The 750 neighbor gets the shiny 3.75% advertised rate and a $1,390/month mortgage payment. Neighbor 620 on the other hand has to settle for a 4.50% interest rate and pays $1,520/month! The lower credit score resulted in an interest rate that is .75% higher and mortgage payments that are $131/month more. So yes, your credit score really can affect your interest rate.

Neighbor 620 can in fact get the same 3.75% interest rate that Neighbor 750 got, but will have to pay points to buy that 4.50% rate down to 3.75%. It may cost between 1 and 2 “points” or $3,000 to $6,000 to get the same 3.75% interest rate that Neighbor 750 got at no extra cost.

Credit scores impact interest rates.

Risk based pricing has been the industry norm for almost as long as credit scores have been around. The Consumer Financial Protection Bureau defines risk based pricing right there on their website; Risk-based pricing occurs when lenders offer different consumers different interest rates or other loan terms, based on the estimated risk that the consumers will fail to pay back their loans.

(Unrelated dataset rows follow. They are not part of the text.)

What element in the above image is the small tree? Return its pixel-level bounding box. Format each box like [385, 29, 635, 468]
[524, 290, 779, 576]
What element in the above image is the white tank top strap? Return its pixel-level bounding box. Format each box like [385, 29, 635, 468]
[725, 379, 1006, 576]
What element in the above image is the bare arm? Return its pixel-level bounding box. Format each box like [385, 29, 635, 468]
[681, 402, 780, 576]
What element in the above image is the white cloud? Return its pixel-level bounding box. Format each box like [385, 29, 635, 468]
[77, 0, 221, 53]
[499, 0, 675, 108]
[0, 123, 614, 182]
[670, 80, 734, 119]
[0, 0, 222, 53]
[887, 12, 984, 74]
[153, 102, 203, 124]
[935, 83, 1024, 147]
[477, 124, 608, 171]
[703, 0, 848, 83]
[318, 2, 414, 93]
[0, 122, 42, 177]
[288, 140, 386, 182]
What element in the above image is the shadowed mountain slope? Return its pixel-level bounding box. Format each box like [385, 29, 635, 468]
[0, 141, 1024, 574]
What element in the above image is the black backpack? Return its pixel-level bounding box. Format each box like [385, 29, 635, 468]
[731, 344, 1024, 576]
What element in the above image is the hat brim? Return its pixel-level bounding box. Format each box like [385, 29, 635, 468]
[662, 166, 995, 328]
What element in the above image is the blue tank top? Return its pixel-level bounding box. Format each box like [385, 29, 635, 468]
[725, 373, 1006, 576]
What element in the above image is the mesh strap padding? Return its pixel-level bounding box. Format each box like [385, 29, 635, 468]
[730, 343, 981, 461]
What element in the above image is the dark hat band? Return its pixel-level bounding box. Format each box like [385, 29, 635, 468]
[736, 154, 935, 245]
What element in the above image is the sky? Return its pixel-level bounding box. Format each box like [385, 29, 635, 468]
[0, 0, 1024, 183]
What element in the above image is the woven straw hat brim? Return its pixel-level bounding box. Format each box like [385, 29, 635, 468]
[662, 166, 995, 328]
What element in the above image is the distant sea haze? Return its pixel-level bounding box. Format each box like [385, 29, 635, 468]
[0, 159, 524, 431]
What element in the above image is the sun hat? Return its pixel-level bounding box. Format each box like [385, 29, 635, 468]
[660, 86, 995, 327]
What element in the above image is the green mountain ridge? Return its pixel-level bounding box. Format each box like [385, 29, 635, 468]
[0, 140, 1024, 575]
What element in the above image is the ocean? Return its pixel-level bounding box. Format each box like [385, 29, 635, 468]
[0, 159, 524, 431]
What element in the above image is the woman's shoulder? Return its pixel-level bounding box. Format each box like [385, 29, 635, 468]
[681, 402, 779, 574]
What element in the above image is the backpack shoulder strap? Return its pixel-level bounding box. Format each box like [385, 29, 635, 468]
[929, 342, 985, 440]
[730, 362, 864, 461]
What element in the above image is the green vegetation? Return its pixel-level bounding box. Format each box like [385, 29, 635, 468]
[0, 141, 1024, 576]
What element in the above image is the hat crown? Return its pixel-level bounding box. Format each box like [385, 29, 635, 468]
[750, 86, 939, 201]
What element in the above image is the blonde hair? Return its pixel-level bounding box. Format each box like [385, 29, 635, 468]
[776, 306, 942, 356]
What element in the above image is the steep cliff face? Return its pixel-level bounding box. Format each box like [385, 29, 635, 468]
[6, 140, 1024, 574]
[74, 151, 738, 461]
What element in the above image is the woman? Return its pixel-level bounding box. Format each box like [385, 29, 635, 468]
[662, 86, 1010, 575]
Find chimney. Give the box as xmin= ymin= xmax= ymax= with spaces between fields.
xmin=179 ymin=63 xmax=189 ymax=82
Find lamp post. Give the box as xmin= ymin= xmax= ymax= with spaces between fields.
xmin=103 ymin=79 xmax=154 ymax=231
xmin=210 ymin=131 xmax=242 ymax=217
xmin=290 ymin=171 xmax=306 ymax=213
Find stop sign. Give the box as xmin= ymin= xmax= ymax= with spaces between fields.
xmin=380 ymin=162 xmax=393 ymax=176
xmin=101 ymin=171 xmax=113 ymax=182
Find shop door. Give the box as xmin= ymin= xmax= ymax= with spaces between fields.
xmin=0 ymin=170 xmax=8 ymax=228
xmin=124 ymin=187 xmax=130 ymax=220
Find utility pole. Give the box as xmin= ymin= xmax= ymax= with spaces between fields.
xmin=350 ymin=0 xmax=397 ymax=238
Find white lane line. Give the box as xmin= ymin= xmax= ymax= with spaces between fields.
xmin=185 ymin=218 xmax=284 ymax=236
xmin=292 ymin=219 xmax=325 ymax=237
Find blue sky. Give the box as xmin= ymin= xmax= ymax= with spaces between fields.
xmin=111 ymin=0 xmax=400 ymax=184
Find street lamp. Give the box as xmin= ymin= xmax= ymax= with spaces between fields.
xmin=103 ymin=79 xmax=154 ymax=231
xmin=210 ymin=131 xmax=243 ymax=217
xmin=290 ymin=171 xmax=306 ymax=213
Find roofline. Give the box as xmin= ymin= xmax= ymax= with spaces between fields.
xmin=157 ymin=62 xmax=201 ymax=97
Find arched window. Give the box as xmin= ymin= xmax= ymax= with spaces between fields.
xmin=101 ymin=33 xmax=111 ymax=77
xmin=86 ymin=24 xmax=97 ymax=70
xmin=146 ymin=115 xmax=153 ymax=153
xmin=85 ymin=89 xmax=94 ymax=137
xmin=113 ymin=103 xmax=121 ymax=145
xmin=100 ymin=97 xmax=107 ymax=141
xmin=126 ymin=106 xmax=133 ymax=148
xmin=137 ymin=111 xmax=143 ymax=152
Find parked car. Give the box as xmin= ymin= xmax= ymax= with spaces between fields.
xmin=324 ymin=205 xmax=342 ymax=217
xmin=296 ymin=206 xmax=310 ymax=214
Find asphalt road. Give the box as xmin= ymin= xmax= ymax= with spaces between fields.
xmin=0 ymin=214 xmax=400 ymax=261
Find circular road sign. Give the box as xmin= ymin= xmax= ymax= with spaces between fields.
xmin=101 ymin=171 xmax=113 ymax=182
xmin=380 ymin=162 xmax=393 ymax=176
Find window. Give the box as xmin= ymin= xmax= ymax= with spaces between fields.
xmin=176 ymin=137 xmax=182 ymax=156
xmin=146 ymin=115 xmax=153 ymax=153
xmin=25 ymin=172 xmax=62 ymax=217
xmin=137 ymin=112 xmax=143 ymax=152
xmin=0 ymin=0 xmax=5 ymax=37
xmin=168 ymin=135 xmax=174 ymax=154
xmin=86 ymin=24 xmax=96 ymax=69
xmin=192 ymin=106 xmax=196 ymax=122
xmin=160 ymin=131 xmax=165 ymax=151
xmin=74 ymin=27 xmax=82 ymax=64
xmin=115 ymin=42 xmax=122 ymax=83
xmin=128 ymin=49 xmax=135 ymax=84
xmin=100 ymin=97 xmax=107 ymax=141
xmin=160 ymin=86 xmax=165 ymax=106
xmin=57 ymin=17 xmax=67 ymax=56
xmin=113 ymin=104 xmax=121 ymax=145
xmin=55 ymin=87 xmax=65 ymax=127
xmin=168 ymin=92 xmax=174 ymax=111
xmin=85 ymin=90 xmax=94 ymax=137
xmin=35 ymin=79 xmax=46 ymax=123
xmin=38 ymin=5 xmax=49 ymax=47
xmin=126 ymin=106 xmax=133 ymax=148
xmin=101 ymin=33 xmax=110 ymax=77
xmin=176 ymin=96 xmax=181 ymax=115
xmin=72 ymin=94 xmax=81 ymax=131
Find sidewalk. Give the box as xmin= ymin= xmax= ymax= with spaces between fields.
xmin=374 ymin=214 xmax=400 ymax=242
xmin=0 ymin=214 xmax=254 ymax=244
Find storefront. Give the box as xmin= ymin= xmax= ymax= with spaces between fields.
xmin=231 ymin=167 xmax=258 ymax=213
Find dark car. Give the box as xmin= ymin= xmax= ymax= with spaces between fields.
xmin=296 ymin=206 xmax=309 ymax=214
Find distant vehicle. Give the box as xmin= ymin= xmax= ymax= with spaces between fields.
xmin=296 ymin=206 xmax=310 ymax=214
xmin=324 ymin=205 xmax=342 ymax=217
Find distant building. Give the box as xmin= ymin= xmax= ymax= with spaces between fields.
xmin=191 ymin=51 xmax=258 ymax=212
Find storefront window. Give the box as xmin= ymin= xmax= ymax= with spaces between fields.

This means, for example, that lenders will generally offer a higher interest rate to you if they view you as a higher risk borrower – say, because you recently declared bankruptcy, lost a job, or are several payments behind on a mortgage. For the same exact loan, lenders will generally offer a lower interest rate if they view you as a lower risk – say, because you have a good credit score and are employed.

If Neighbor 620 opts not to pay $3,000 to $6,000 in extra closing costs or points to buy down the interest rate, the additional cost over time can add up.

After a while Neighbor 750 and Neighbor 620 become good friends, they have kids that go to school and play sports together, they barbecue when the weather is nice and share a snowblower when it’s not. Eventually, their kids grow up and move away and both neighbors start to think about downsizing and selling their homes.

15 years have passed since they bought their nearly identical homes with their different credit score/interest rate mortgages, and both homes should sell for about the same price. 

Over 15 years, Neighbor 750 has made a little over $250,000 worth of mortgage payments and managed to pay off almost $109,000 of that $300,000 mortgage. 

Neighbor 620 has made $273,600 worth of mortgage payments and paid off about $101,300 of the $300,000 originally borrowed.

That 620 credit score cost $23,600 more in total mortgage payments paid and resulted in $7,700 less mortgage principal paid; a $31,300 difference between the two! 

That is how much your credit score can affect your interest rate.

If you identify more with Neighbor 620 than you do with Neighbor 750, there is good news. You can do something about it!

Get to work on addressing those things from your credit past that are hurting your credit score. Start by obtaining a copy of your credit report at AnnualCreditReport.com and see what it says. Look for discrepancies or maybe there are items that you have paid that are not reflected correctly on your credit report. Consider working with a reputable credit repair service or an experienced mortgage rep to evaluate your current credit circumstances and create a road map that will get you closer to Neighbor 750.

Credit scores are up to the moment snapshots of your credit profile. Fix what needs to be fixed, keep current debts current, get good advice and use it and stick to it. 

And remember how much your credit score can affect your interest rate.